Alright, I've posted this before about two months ago but it never got resolved and it's STILL happening and I just can't stand it anymore. Basically, the first few weeks with my computer it was working absolutely fine, until one day it decides to start having spontaneous moments of going extremely slowly to the point where all programs freeze up and I can't even open up Task Manager to look at the rate of processes. The one time I was smart enough to leave Task Manager open for a while and wait for a lag spike, I didn't notice any unusual activity going on during the lag other than the CPU Usage percentage raising significantly, however I'm guessing that's simply to counteract whatever's causing the problem in the first place; the Processes tab showed nothing irregular.
In reference to another thread currently active on this board, I downloaded and installed HDTune and I'm finding that a large portion of my hard drive is labeled as "Damaged" in the Error Scan. The Health tab also notes a "Current Pending Sector" warning, stating that the drive has unstable sectors, and an "Ultra DMA CRC Error Count" warning, stating that there are communication errors possibly caused by a damaged cable. My SATA cables were working fine before, so I don't know what that's about, but I definitely think something is wrong with my HDD. It's a 1TB Western Digital Caviar Black and I haven't even had it for very long; I think I purchased it in early August.
Long story short, what could be causing this problem, how likely is it to be the hard drive when HDTune tells me that 5.6% of the drive is damaged before the scan is even a quarter-way done, and there are "sector errors," and most importantly how do I fix this? If fixing this requires a re-install of Windows, am I going to run into this same problem if I use the same drive after formatting it?

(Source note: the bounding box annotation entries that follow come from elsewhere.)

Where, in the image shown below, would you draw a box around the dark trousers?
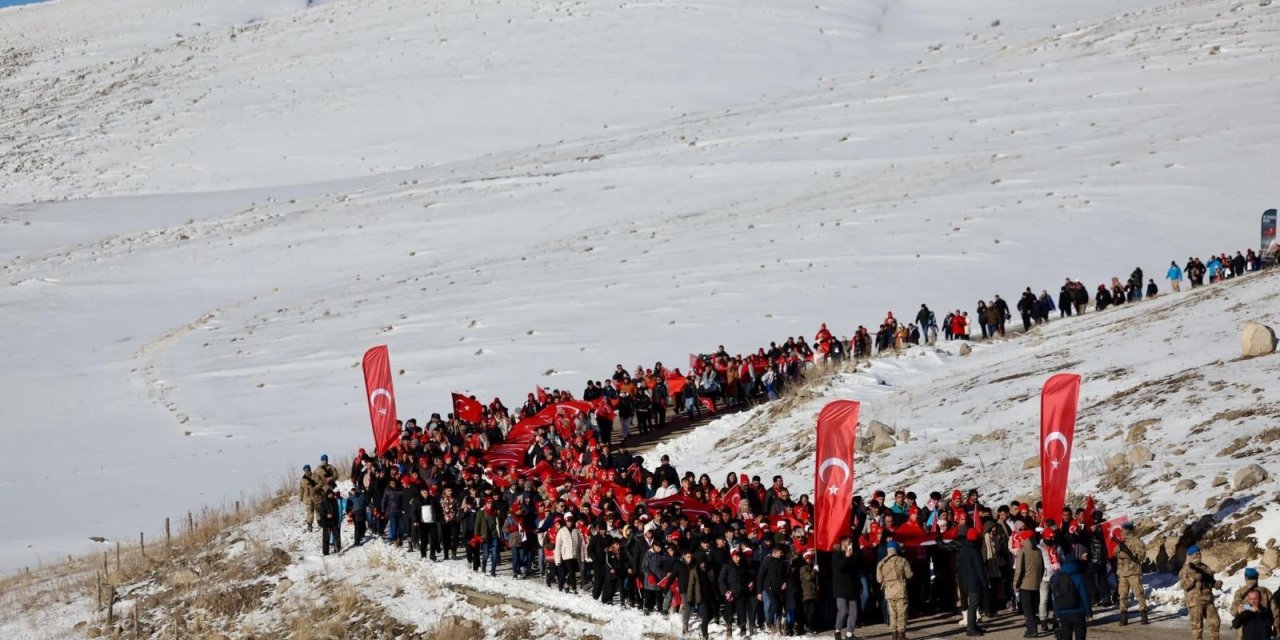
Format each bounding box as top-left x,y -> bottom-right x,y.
320,525 -> 342,556
1057,613 -> 1088,640
1084,562 -> 1107,607
591,562 -> 613,602
417,522 -> 440,561
724,594 -> 755,634
964,591 -> 982,634
600,576 -> 618,604
558,558 -> 577,591
1018,589 -> 1039,635
440,522 -> 458,559
351,513 -> 365,547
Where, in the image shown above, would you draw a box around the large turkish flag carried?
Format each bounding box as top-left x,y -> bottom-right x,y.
365,344 -> 399,456
813,401 -> 860,552
1039,374 -> 1080,525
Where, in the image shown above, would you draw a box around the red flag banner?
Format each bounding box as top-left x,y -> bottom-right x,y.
453,393 -> 484,425
1102,516 -> 1129,558
1039,374 -> 1080,525
365,344 -> 399,456
813,401 -> 860,552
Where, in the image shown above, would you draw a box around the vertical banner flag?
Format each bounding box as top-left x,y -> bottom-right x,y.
453,393 -> 484,425
1039,374 -> 1080,524
365,344 -> 399,456
1258,209 -> 1276,257
813,401 -> 860,552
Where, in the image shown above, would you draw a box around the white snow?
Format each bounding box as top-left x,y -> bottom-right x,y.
0,0 -> 1280,581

Thanks for any constructive support.
If your drive has errors, it's best to get a new one. You don't wanna roll the dice when it comes to your data.

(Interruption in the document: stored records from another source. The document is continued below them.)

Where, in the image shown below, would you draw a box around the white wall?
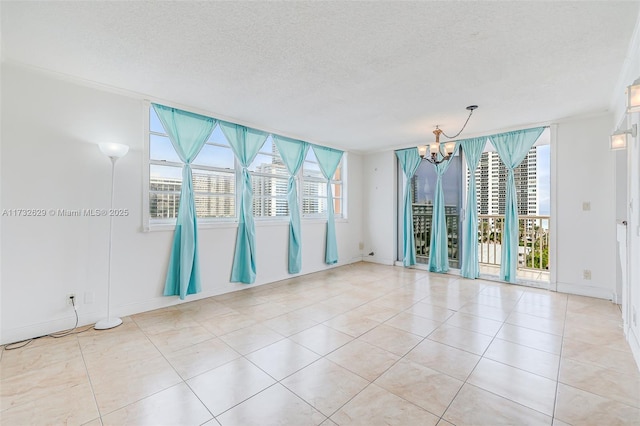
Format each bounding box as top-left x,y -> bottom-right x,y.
0,63 -> 363,343
611,18 -> 640,367
363,151 -> 398,265
552,114 -> 616,299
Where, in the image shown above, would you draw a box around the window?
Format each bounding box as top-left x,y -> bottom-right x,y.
149,106 -> 344,224
249,135 -> 289,217
149,107 -> 236,222
302,148 -> 345,217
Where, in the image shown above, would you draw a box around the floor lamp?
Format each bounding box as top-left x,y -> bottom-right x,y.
93,143 -> 129,330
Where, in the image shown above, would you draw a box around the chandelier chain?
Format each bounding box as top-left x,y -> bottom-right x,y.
440,107 -> 477,139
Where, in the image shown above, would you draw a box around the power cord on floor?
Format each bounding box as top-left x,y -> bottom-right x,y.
4,296 -> 93,351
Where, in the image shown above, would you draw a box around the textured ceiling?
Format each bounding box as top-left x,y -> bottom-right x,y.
0,1 -> 640,151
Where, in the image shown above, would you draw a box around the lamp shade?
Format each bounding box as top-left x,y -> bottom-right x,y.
98,143 -> 129,158
627,78 -> 640,112
444,141 -> 456,155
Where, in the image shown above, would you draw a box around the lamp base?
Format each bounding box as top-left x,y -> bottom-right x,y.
93,318 -> 122,330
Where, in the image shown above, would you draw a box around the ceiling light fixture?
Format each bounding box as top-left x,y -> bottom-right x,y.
610,124 -> 638,151
418,105 -> 478,165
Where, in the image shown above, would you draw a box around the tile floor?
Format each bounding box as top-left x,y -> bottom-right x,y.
0,263 -> 640,426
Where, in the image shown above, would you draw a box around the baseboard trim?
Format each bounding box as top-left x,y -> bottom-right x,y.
556,282 -> 614,300
625,329 -> 640,371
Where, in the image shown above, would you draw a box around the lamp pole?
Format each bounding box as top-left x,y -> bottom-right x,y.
93,144 -> 129,330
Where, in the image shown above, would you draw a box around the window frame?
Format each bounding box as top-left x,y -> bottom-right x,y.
142,100 -> 348,232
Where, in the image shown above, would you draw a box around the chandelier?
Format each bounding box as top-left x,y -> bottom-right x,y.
418,105 -> 478,165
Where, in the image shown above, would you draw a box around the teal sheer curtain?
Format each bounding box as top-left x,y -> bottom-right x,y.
313,145 -> 343,265
220,121 -> 269,284
460,136 -> 487,279
273,135 -> 309,274
152,104 -> 216,299
429,143 -> 460,273
396,148 -> 422,266
489,127 -> 544,282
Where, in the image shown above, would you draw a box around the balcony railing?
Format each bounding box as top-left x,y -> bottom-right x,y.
478,215 -> 549,272
413,204 -> 550,281
413,204 -> 460,268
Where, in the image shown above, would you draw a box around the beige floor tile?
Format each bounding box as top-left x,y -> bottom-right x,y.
506,311 -> 564,336
234,302 -> 288,322
148,325 -> 215,355
187,358 -> 275,416
0,338 -> 82,380
496,324 -> 562,355
385,312 -> 441,337
176,297 -> 233,322
478,284 -> 525,302
200,311 -> 258,336
558,358 -> 640,408
443,383 -> 551,426
349,297 -> 403,323
562,339 -> 638,373
89,356 -> 182,415
289,324 -> 353,355
405,339 -> 480,380
359,324 -> 422,356
567,294 -> 622,321
247,339 -> 320,380
564,324 -> 629,351
427,324 -> 492,355
0,358 -> 88,411
102,383 -> 213,426
294,301 -> 352,323
565,312 -> 623,335
375,360 -> 463,416
166,338 -> 240,380
484,339 -> 560,380
220,324 -> 284,355
0,381 -> 99,426
131,306 -> 198,334
406,302 -> 455,322
446,312 -> 502,337
513,301 -> 567,321
554,383 -> 640,426
0,262 -> 640,426
326,340 -> 400,381
282,359 -> 369,416
422,294 -> 473,311
331,384 -> 439,426
323,311 -> 380,337
218,383 -> 326,426
468,358 -> 556,414
458,303 -> 511,321
263,312 -> 318,337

[QUOTE=MTMod;26257309]If your drive has errors, it's best to get a new one. You don't wanna roll the dice when it comes to your data.[/QUOTE]

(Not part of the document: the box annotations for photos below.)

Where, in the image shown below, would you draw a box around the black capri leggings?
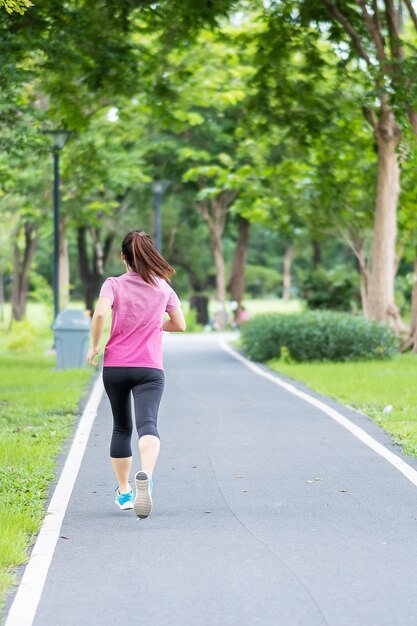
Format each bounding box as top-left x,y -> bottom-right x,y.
103,367 -> 165,459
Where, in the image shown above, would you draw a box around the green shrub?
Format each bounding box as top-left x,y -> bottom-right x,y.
297,265 -> 361,311
241,311 -> 399,361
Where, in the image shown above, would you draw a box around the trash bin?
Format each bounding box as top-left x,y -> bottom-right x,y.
52,309 -> 91,370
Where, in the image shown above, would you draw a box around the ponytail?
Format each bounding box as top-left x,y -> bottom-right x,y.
122,230 -> 175,285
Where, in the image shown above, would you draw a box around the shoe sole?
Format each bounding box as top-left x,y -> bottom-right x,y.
133,472 -> 152,519
116,502 -> 133,511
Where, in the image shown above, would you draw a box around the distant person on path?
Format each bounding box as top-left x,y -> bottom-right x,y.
87,230 -> 185,519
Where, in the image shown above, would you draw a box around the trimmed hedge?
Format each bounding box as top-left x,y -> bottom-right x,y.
241,311 -> 399,361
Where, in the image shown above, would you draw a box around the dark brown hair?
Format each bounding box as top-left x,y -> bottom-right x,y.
122,230 -> 175,285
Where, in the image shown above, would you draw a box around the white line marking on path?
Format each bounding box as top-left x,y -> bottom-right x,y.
5,375 -> 103,626
218,341 -> 417,488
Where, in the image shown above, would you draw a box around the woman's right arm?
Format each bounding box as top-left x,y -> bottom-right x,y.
162,309 -> 186,333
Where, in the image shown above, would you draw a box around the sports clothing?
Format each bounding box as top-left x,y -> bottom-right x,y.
100,272 -> 181,370
103,366 -> 165,459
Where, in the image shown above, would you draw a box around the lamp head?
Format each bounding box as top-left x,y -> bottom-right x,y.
42,129 -> 72,150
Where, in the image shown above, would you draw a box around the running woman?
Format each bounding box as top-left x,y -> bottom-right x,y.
87,230 -> 185,519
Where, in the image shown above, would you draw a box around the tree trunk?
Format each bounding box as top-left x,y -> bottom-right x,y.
59,218 -> 70,310
403,255 -> 417,352
357,247 -> 369,317
283,243 -> 294,302
230,216 -> 250,320
368,104 -> 401,327
212,233 -> 227,330
197,189 -> 237,330
190,293 -> 209,326
77,226 -> 99,311
311,239 -> 322,270
11,224 -> 38,321
0,272 -> 4,322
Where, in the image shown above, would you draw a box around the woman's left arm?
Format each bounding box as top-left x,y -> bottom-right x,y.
87,296 -> 112,365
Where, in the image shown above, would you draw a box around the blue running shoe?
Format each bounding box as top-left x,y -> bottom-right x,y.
133,472 -> 153,519
114,487 -> 133,511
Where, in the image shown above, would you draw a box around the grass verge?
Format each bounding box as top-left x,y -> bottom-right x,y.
267,354 -> 417,456
0,305 -> 92,608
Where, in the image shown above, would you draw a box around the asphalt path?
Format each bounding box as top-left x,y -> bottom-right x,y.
18,335 -> 417,626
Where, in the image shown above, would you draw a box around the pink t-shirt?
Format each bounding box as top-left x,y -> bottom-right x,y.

So formatting or a new install of Windows won't fix the problem, it'll happen on this drive over and over again?
Nope. Formatting won't fix it.
Even if it did, you REALLY don't wanna use a drive that has any significant signs of wear.
[QUOTE=MTMod;26259093]Nope. Formatting won't fix it.
Even if it did, you REALLY don't wanna use a drive that has any significant signs of wear.[/QUOTE]
Do you figure it's still safe/I still have time to back up data on another drive, and the data won't bring any corruptions along with it?
Also, would this be covered under warranty?
Yes I would think it's safe for a long enough time that you can back up your stuff. Just do it quickly.
And yeah this would be covered under your warranty. It's hardware failure.
Alright, thanks so much for your help!